Christmas cookies on a plate with green and red m&ms.

Storage and Freezing Instructions

Allow the cookies to cool completely on a wire rack before storing. Cooling is essential because the cookies continue to firm up as they cool; stacking warm cookies can cause the candy coatings to stick and the cookies to lose shape.

Short-term storage: Store cooled cookies in an airtight container at room temperature for up to five days.

Freezing: To freeze, let the cookies cool fully, then place them in a freezer-safe bag or container with layers separated by parchment paper. Freeze for up to three months. Thaw at room temperature for best texture before serving.

A pile of cookies with m & m's on top.

What to Serve with Flourless M&M Cookies

These cookies pair well with a variety of other holiday or everyday treats. Serve them alongside spiced gingerbread cookies, soft maple sugar cookies, or chocolate crinkle cookies for a diverse cookie platter. They also go well with cold milk, hot cocoa, or a simple cup of coffee for an afternoon snack.

Flourless M&M Cookies

A chewy flourless cookie made with almond butter, almond flour, and brown sugar, studded with M&Ms and finished with flaky sea salt.

By: Linley Hanson | Prep: 15 mins | Cook: 13 mins | Total: 28 mins | Servings: 12

Ingredients

Wet

  • 2/3 cup light brown sugar, packed (or coconut sugar as an option)
  • 1/2 cup drippy, all-natural almond butter (or cashew butter)
  • 1 large egg
  • 1 teaspoon vanilla extract
  • 1 tablespoon melted coconut oil

Dry

  • 1/2 cup finely ground blanched almond flour
  • 2 tablespoons coconut flour
  • 1 teaspoon baking soda
  • 1/2 cup plain M&Ms, plus extra for topping
  • Coarse sea salt, for topping

Instructions

  1. Preheat the oven to 350ºF (175ºC) and line a baking sheet with parchment paper.
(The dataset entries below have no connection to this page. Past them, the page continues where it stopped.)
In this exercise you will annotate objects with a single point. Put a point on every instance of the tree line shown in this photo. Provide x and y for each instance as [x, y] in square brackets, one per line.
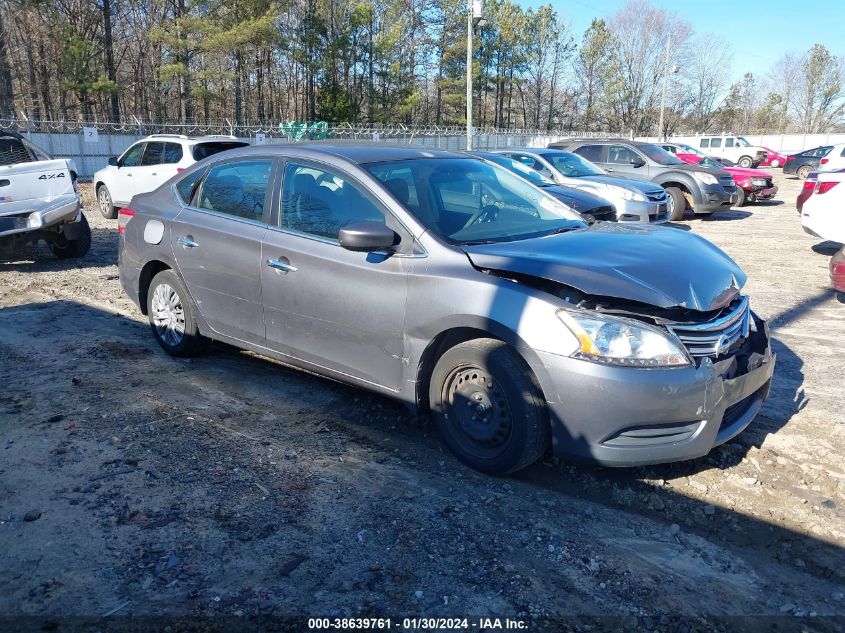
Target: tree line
[395, 61]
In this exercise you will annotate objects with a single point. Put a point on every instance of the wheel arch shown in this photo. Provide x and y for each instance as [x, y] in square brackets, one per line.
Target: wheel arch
[148, 272]
[457, 334]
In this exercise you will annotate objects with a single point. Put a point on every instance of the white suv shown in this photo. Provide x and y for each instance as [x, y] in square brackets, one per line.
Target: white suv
[735, 148]
[151, 162]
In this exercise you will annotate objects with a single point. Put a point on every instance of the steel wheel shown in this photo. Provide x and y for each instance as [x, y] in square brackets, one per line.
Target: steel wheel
[479, 410]
[168, 315]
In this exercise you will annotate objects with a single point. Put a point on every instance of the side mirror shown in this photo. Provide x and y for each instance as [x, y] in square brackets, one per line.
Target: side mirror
[367, 237]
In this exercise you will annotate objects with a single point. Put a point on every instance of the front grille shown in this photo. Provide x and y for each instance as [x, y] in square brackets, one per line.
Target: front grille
[719, 336]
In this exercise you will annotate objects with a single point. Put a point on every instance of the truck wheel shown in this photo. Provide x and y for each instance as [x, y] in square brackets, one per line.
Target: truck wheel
[78, 246]
[104, 202]
[488, 407]
[171, 314]
[677, 204]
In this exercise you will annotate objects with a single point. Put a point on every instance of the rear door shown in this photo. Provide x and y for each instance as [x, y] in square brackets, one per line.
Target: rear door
[334, 308]
[217, 245]
[126, 177]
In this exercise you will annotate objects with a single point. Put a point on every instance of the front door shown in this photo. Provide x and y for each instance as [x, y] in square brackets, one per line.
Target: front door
[217, 245]
[323, 304]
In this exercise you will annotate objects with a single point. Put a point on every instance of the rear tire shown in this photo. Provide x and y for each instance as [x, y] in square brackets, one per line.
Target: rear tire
[105, 203]
[488, 407]
[172, 317]
[677, 204]
[64, 248]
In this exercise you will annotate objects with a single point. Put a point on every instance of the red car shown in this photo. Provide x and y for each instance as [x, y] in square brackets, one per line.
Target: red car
[752, 184]
[837, 270]
[773, 158]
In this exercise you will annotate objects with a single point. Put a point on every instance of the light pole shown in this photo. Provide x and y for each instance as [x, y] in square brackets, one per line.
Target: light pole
[473, 19]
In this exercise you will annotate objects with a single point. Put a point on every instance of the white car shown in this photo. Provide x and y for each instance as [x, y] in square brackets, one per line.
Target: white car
[823, 213]
[151, 162]
[735, 148]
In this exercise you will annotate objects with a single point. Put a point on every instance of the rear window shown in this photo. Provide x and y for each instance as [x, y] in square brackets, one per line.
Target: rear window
[12, 152]
[204, 150]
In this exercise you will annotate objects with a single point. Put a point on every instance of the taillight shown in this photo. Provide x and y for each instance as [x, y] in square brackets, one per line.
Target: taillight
[824, 187]
[123, 217]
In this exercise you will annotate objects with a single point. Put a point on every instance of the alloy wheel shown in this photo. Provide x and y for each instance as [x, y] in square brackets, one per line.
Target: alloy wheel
[168, 315]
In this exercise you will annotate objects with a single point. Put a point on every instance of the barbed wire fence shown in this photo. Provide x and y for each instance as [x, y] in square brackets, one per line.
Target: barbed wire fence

Set aside.
  2. In a mixing bowl, combine the brown sugar, almond butter, and vanilla until smooth. Add the egg and mix thoroughly until incorporated.
  3. Add the almond flour, coconut flour, and baking soda to the wet mixture. Stir until no white streaks remain. Add the melted coconut oil and mix again. The dough should resemble standard cookie dough. If it’s too dry, add 1 tablespoon more melted coconut oil; if too wet, add 1–2 tablespoons almond flour.
  4. Use a 1.5-tablespoon cookie scoop to portion the dough. Roll each portion into a ball, slightly flatten, and place on the prepared baking sheet. Leave enough space for spreading — about 8 cookies per sheet is a good guideline.
  5. Press a few extra M&Ms into the tops of the cookies and finish with a light sprinkle of coarse sea salt.
  6. Bake at 350ºF for 10–13 minutes, or until the edges begin to turn golden brown. Remove from the oven and let the cookies rest on the hot baking sheet for 5 minutes so they set.
  7. Transfer cookies to a cooling rack and let cool completely, at least one hour, before stacking or storing. Cooling allows the cookies to firm up and reach the right chewy texture.

Tips & Notes

  • Baking at high altitude may change bake times slightly.
  • Peanut butter will work as a swap for almond butter, but flavor will differ.
  • If you use coconut sugar, expect to possibly need a bit more melted coconut oil because coconut sugar tends to absorb more fat.
  • If dough spreads too much while baking, chill for 15–20 minutes before baking.
  • The texture is chewier if you use only M&Ms (without added coconut flour) but will spread more, so adjust spacing on the pan accordingly.

Nutrition

Calories: 201 kcal, Carbohydrates: 22 g, Protein: 4 g, Fat: 12 g, Fiber: 2 g, Sugar: 18 g

Nutrition information is automatically calculated and should be used as an approximation.